Q & A With Dan Lukaczer, ND

Nerve Soother
Q: My father suffers from neuropathy, a complication of his diabetes. I have heard that alpha-lipoic acid is effective in treating this condition. Is that true?

A: Diabetic neuropathy is a frequent complication of diabetes caused by nerve damage from elevated blood glucose levels. Numbness, tingling, and unremitting pain in the feet and legs are the most common symptoms. Alpha-lipoic acid (ALA) is a potent antioxidant that regenerates other antioxidants such as vitamins C and E; it also raises intracellular glutathione levels. Thus far, 15 clinical trials have been completed with ALA in diabetic neuropathy patients using different study designs, treatments, durations, doses, sample sizes, and patient populations. Generally, the results have been positive. There have been improvements of symptoms starting with 600 mg a day of ALA, although oral dosages may have to be as high as 1,800 mg a day to show an effect. A long-term, multicenter trial on oral treatment, called the Nathan I study, is being conducted in North America and Europe to clarify these early findings.

Confused About Yam Cream
Q: Is there really progesterone in those wild yam creams I've considered using for my menopausal symptoms?
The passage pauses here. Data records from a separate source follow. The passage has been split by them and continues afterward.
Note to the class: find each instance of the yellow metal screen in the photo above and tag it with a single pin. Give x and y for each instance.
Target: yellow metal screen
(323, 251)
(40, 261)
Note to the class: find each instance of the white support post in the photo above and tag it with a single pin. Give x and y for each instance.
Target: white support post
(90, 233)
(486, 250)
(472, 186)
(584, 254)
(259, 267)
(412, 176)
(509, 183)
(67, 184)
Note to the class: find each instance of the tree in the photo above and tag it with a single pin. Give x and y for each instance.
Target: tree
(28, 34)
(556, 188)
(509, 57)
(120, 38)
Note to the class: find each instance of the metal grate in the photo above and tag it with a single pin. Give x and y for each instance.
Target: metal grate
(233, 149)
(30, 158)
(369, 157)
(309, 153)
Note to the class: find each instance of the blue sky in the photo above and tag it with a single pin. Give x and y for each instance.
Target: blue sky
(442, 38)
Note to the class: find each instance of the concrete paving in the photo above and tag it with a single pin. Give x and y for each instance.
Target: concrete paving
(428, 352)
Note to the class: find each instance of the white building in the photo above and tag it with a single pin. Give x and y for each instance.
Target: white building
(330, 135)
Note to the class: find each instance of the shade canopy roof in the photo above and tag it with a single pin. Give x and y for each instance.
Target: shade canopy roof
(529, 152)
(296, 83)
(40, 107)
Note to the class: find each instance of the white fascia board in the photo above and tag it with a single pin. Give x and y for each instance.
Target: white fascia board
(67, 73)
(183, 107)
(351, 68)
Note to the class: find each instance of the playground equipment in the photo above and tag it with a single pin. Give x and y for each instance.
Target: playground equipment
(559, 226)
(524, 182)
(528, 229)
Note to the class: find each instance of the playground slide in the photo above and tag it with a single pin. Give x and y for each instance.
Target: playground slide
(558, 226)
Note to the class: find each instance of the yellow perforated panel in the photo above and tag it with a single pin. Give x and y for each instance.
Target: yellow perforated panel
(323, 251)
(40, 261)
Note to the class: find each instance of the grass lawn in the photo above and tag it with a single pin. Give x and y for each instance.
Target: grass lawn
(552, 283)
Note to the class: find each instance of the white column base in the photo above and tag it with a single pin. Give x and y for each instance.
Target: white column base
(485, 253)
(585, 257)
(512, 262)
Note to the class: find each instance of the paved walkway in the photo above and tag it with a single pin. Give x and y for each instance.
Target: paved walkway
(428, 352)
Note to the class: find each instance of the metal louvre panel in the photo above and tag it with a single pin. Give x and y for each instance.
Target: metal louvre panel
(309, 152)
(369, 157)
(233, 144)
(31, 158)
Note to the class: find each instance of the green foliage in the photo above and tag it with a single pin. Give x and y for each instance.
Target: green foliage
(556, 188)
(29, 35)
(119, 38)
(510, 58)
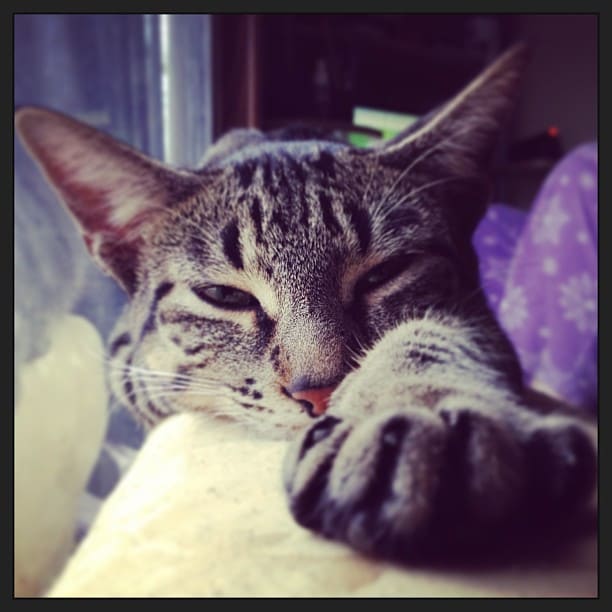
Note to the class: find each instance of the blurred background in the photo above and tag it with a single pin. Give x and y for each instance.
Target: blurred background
(171, 84)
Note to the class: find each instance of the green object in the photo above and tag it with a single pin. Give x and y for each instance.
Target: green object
(389, 123)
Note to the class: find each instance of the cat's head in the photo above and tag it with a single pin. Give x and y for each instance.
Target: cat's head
(256, 281)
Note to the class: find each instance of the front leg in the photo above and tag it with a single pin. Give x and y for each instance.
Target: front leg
(426, 446)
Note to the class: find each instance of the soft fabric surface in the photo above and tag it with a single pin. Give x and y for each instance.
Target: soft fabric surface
(60, 419)
(201, 513)
(539, 271)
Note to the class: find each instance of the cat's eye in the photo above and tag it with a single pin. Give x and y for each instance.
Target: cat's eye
(225, 297)
(383, 273)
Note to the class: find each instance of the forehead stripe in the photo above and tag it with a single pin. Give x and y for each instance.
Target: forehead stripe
(230, 239)
(360, 222)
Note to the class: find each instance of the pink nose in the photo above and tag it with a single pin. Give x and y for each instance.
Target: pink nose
(317, 398)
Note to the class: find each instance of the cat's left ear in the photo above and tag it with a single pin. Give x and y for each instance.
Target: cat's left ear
(461, 135)
(112, 191)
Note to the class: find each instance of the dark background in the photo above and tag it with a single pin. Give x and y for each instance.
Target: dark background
(265, 74)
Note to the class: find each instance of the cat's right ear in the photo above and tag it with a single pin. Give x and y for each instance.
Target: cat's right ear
(110, 189)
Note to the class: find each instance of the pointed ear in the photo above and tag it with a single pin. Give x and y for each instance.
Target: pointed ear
(461, 135)
(110, 190)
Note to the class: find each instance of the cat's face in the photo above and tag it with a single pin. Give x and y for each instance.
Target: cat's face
(256, 282)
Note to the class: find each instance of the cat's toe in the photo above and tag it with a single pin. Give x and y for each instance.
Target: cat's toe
(484, 470)
(372, 485)
(564, 463)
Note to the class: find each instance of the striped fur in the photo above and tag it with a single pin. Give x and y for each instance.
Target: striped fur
(338, 267)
A: There is no progesterone in wild yam (Dioscorea spp). Wild yam contains a phytochemical called diosgenin, which can be chemically changed in a laboratory to bioidentical human progesterone. In fact, much of the progesterone used for hormone replacement therapy is formed by this process. However, using wild yam will not deliver progesterone because our bodies do not have the enzyme necessary for that conversion.
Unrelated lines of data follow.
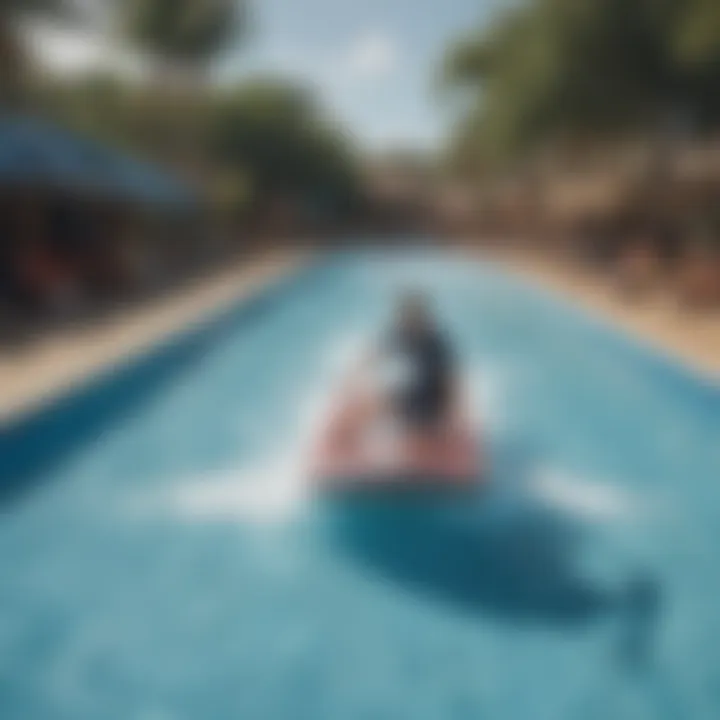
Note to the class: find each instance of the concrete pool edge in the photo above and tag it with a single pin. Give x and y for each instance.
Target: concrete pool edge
(33, 442)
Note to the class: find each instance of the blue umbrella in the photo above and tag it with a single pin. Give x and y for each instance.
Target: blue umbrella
(37, 153)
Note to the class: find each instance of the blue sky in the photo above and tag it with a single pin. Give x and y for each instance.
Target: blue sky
(371, 61)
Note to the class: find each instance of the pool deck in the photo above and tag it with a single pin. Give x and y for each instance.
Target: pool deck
(51, 364)
(693, 339)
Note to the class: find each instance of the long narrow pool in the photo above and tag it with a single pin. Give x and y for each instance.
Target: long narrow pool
(160, 557)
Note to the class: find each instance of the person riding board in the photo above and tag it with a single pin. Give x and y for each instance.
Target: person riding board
(421, 365)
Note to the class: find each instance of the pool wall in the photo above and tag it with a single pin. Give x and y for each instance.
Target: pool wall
(31, 444)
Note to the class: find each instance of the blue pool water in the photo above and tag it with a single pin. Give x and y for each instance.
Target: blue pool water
(160, 557)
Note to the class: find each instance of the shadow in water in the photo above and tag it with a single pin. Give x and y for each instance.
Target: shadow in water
(499, 552)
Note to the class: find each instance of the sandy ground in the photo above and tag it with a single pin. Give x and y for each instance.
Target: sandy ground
(691, 338)
(51, 365)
Some companies add progesterone to natural yam cream, enabling them to say that they have progesterone in their product. Under FDA guidelines, a cream may add 5 mg or less progesterone per ounce and be sold as a dietary supplement or cosmetic. If it contains more, it must be sold by prescription.

Information over the past 10 years suggests that natural progesterone applied as a cream and absorbed transdermally may help manage hormonal symptoms in women. If a yam cream states it contains progesterone, it does, but probably not enough to make a difference: To reap benefits, 15-40 mg per day is generally recommended—far greater than the amount available in an over-the-counter product.
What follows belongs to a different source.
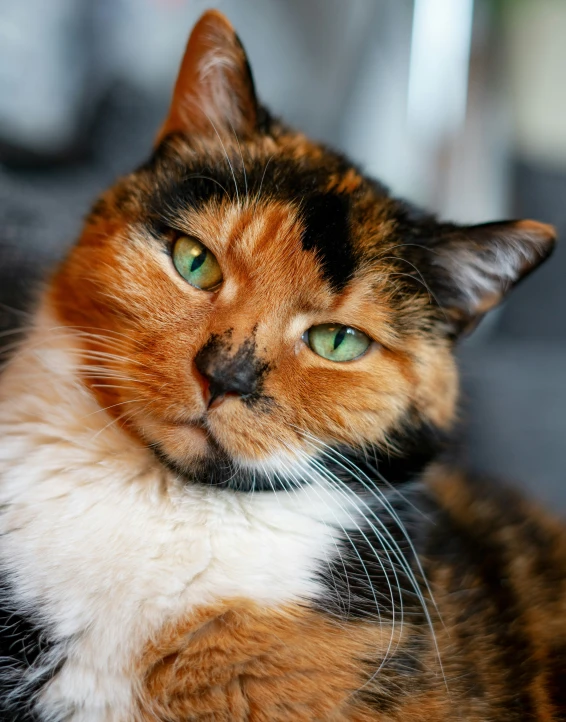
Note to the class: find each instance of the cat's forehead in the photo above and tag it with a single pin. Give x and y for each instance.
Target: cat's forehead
(276, 199)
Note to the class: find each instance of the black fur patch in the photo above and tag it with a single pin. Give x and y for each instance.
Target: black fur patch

Plant Foods Improve Arthritis
Q: Can a vegetarian diet help relieve my symptoms of rheumatoid arthritis?

A: Yes. Based on scientific literature, many arthritis sufferers—though I would not say all—benefit considerably from a vegetarian diet. Exactly why diet modification works is not clear, but some rheumatoid arthritis (RA) patients may be allergic to something in their meat diet, so removing meat may improve symptoms. Other research suggests that the switch from meat to plant-food oils helps decrease joint inflammation. A third theory is that certain gut bacteria may be problematic in some people who are susceptible to RA. If these bacteria multiply, they can cause an autoimmune reaction that triggers the body to attack its own joints.

This bacterial theory is supported by a recent Norwegian trial in which 27 RA patients were put on a vegetarian diet for one year, while 26 others were not. Not everyone in the group responded to diet modification, but of those who did, the vegetarian diet significantly decreased their levels of bacterial antibodies—suggesting that the vegetarian gut harbors less of this bacteria. The result: Vegetarians' RA symptoms improved significantly (American Journal of Clinical Nutrition, 1999, vol. 70, suppl.). Given that there don't appear to be any toxic side effects to vegetarianism, a meat-free diet may be a great way to let food be your medicine.

Dan Lukaczer, ND, is director of clinical services at the Functional Medicine Research Center, a division of HealthComm International Inc., in Gig Harbor, Wash.